Dans ce contexte, la population a voté pour le candidat qui apparaissait le moins lié aux fondamentalistes. Ainsi, Saïd Jalilli, principal négociateur iranien sur le dossier nucléaire ou Ali Akbar Velayati conseiller personnel du Guide en matière de politique étrangère ont été lourdement battu.
La division du camp fondamentaliste (pas moins de 6 candidats) et le ralliement du candidat « réformateur » ont certes favorisé la victoire de Rohani. Pourtant cette élection est paradoxale. En réalité, du fait du rapport de force instauré par la jeunesse, les femmes et les travailleurs et par l’accentuation des fractures au sein du sérail, le Guide et les Gardiens de la Révolution ont dû laissé faire. Cependant, ils entendent tirer partie de la situation en interne et sur le plan international. Ils comptent sur Rohani pour désamorcer les tensions internationales autour du programme nucléaire, éloigner le spectre d’une intervention militaire israélienne contre les sites nucléaires et obtenir un allègement des sanctions commerciales et économiques. Sur le plan intérieur, le régime entend utiliser la victoire de Rohani comme une soupape alors qu’une grande partie de la population souhaite en finir avec la République Islamique.

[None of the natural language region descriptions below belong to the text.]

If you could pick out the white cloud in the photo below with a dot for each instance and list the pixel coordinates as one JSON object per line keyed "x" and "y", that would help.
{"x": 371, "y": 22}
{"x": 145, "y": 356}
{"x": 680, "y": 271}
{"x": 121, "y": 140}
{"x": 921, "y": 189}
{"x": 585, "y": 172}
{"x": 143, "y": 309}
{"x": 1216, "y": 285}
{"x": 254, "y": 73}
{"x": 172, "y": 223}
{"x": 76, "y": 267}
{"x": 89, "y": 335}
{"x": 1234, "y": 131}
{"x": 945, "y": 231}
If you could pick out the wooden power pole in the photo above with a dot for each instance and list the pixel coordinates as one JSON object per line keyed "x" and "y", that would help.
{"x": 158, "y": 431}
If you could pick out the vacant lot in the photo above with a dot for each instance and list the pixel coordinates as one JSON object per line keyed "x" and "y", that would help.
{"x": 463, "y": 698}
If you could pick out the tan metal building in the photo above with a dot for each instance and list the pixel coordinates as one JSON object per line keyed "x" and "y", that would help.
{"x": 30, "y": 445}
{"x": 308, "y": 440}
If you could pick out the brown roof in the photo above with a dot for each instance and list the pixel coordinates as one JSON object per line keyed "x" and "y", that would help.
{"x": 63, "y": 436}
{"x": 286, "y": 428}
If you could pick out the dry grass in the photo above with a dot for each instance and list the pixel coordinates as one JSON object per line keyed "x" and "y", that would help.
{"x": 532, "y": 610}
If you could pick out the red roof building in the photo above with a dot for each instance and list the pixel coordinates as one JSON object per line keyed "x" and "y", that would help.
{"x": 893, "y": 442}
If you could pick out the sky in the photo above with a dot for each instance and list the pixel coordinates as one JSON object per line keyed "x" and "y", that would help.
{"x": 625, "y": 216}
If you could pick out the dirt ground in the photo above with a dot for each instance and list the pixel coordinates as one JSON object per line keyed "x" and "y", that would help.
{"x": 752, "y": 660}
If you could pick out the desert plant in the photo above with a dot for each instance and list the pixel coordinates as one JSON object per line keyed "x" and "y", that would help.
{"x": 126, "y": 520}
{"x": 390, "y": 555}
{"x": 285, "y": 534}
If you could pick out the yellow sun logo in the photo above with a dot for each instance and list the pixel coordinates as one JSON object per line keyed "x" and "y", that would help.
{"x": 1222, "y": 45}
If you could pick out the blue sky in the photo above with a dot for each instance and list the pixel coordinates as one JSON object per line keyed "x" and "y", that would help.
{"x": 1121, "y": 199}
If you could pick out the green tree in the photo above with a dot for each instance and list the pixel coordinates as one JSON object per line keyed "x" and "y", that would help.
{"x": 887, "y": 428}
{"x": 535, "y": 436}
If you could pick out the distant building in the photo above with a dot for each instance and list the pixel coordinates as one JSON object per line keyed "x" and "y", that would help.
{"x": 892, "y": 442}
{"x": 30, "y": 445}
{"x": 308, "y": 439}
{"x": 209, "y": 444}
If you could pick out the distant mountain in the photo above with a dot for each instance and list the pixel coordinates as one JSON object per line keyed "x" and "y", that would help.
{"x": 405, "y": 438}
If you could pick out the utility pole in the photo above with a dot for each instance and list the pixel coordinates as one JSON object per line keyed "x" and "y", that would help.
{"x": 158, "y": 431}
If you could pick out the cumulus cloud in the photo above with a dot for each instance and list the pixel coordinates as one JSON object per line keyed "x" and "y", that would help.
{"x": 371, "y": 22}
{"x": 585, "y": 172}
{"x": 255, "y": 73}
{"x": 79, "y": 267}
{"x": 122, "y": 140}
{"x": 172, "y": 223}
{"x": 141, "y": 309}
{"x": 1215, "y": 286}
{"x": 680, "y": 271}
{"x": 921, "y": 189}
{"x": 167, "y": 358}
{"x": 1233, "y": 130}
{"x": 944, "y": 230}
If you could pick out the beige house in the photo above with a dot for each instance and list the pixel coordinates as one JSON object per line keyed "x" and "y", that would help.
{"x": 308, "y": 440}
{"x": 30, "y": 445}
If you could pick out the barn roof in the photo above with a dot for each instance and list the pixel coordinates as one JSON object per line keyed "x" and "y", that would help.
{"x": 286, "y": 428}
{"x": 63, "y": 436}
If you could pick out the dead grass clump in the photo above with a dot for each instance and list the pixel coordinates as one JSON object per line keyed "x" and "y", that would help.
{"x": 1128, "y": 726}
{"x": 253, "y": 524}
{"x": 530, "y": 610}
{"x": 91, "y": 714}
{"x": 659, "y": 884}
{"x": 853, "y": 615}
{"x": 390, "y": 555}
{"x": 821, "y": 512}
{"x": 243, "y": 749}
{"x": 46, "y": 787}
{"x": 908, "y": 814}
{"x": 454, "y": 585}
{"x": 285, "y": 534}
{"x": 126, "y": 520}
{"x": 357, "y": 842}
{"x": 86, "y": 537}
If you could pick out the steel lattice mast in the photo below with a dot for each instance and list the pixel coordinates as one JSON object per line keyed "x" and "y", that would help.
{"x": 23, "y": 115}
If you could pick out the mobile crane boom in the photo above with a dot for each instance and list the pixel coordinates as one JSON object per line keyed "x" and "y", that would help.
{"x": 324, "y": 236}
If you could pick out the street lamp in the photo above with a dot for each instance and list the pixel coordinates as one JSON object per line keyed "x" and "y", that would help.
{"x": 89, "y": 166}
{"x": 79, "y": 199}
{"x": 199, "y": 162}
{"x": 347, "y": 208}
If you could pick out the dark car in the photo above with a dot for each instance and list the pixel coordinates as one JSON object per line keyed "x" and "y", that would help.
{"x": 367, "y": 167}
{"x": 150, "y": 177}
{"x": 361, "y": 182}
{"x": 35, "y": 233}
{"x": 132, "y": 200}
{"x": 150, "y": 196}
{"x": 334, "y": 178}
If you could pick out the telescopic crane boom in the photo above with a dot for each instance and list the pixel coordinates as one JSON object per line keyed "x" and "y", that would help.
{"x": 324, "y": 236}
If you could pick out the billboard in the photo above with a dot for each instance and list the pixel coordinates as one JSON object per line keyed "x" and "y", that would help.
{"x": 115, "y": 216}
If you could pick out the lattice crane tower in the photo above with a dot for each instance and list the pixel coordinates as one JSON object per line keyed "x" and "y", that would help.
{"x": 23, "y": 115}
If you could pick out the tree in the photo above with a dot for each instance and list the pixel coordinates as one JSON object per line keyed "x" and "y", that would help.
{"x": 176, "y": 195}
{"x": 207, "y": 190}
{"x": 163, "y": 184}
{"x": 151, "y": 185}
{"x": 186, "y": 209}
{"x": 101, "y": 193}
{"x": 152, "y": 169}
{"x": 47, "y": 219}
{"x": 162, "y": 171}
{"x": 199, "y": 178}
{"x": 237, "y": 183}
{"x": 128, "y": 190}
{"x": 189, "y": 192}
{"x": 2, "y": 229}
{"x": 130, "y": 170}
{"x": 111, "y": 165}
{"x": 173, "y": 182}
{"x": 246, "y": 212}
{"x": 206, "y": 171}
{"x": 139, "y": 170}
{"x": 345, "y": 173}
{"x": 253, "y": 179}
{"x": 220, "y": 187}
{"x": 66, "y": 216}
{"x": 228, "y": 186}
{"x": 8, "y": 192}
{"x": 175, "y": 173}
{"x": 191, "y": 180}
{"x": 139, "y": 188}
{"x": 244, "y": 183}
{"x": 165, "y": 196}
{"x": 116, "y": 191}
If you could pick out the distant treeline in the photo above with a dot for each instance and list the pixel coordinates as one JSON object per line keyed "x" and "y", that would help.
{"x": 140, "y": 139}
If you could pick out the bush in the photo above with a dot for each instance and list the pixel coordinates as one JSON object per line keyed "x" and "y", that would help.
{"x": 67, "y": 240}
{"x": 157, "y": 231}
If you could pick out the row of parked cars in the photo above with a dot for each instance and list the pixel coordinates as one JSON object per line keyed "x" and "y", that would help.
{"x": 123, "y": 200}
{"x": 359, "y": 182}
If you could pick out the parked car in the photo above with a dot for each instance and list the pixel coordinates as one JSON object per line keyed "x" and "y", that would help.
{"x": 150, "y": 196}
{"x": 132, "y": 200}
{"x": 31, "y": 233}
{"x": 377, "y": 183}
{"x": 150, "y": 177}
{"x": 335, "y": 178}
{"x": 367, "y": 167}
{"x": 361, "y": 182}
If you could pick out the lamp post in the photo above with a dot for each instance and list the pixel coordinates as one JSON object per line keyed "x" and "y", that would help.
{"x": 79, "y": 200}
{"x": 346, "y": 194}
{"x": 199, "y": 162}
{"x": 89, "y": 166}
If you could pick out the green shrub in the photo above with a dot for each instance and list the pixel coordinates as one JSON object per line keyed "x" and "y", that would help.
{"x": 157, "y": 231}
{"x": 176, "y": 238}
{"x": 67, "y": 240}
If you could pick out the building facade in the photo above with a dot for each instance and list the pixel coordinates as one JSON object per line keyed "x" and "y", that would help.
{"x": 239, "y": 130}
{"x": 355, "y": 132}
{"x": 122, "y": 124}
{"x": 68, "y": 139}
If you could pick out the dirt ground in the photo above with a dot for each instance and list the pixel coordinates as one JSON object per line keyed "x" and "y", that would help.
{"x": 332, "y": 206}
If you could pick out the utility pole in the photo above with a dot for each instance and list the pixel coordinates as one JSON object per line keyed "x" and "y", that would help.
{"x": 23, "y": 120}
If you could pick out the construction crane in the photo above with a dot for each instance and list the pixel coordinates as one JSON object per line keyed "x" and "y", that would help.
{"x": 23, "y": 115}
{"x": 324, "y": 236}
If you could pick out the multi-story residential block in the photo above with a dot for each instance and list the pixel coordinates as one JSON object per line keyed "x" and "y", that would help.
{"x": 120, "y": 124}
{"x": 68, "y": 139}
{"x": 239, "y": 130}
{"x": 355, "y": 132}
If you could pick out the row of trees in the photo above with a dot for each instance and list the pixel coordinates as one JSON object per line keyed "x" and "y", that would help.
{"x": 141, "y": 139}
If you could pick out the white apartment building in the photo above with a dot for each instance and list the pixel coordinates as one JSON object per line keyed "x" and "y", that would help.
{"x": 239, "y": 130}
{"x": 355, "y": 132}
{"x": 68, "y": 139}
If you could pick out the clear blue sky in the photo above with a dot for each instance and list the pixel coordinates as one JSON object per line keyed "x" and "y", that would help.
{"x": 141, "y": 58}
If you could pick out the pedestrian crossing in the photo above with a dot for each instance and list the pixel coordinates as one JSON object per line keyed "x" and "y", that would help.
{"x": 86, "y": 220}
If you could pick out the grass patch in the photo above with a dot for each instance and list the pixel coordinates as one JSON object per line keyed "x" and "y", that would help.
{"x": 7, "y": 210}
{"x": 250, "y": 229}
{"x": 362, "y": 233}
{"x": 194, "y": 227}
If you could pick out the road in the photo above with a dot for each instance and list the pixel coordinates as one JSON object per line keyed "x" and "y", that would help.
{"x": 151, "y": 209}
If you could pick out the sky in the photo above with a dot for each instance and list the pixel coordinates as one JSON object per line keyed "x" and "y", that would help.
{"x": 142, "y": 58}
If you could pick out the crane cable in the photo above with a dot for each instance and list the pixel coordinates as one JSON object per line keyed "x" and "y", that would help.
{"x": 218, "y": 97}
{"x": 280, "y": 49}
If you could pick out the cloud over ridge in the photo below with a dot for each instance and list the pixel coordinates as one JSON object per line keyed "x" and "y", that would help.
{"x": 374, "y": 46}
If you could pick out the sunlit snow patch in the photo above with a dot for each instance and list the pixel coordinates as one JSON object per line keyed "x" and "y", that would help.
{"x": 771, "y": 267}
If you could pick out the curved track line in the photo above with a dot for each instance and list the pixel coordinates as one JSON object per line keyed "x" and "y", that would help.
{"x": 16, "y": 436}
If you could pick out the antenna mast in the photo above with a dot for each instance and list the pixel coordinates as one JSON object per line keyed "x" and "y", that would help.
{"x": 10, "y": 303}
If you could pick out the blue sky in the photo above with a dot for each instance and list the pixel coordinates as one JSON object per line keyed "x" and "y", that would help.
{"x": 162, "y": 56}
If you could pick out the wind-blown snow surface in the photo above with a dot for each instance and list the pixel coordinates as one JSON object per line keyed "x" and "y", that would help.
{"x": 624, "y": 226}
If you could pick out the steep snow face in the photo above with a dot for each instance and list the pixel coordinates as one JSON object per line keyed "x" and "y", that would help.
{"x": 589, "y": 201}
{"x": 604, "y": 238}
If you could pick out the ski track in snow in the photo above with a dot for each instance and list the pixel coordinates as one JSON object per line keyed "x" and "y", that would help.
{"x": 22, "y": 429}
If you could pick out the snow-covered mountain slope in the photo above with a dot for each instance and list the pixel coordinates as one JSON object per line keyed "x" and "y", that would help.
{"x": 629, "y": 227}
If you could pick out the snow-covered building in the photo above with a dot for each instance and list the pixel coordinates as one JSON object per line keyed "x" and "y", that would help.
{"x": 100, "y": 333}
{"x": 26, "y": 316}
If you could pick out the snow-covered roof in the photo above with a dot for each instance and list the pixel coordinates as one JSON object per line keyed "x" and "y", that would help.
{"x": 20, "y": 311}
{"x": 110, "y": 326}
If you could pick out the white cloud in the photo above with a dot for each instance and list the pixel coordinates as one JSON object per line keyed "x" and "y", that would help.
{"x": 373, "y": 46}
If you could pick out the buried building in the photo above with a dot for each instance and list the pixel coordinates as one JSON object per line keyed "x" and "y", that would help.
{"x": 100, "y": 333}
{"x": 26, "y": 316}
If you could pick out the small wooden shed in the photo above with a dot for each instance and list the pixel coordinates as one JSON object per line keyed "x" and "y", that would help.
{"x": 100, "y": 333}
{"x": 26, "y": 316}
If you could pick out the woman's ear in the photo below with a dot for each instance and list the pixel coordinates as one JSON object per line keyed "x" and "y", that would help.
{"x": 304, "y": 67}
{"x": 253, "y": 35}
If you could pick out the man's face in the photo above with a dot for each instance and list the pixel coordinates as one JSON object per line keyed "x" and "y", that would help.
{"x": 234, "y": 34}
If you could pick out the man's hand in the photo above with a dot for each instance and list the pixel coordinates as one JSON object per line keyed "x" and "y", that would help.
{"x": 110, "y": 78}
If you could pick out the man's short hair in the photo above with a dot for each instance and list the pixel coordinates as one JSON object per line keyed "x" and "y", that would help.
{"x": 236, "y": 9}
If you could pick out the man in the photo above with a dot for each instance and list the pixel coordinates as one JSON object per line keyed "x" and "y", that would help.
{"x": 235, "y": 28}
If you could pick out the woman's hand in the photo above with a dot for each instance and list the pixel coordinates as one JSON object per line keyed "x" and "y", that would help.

Mais cela indique avant tout que la crise de régime s’est accentuée sous le dernier mandat d’Ahmadinejad. En effet, après avoir marginalisé le camp dit « réformateur », les proches du Guide se sont entredéchirés. Ces quatre dernières années ont été marquées par les tensions incessantes entre Khameneï et Ahmadinejad. La crise au sommet traverse l’appareil d’état et le corps des Gardiens de la Révolution dont la direction a considérablement renforcé son emprise sur l’économie.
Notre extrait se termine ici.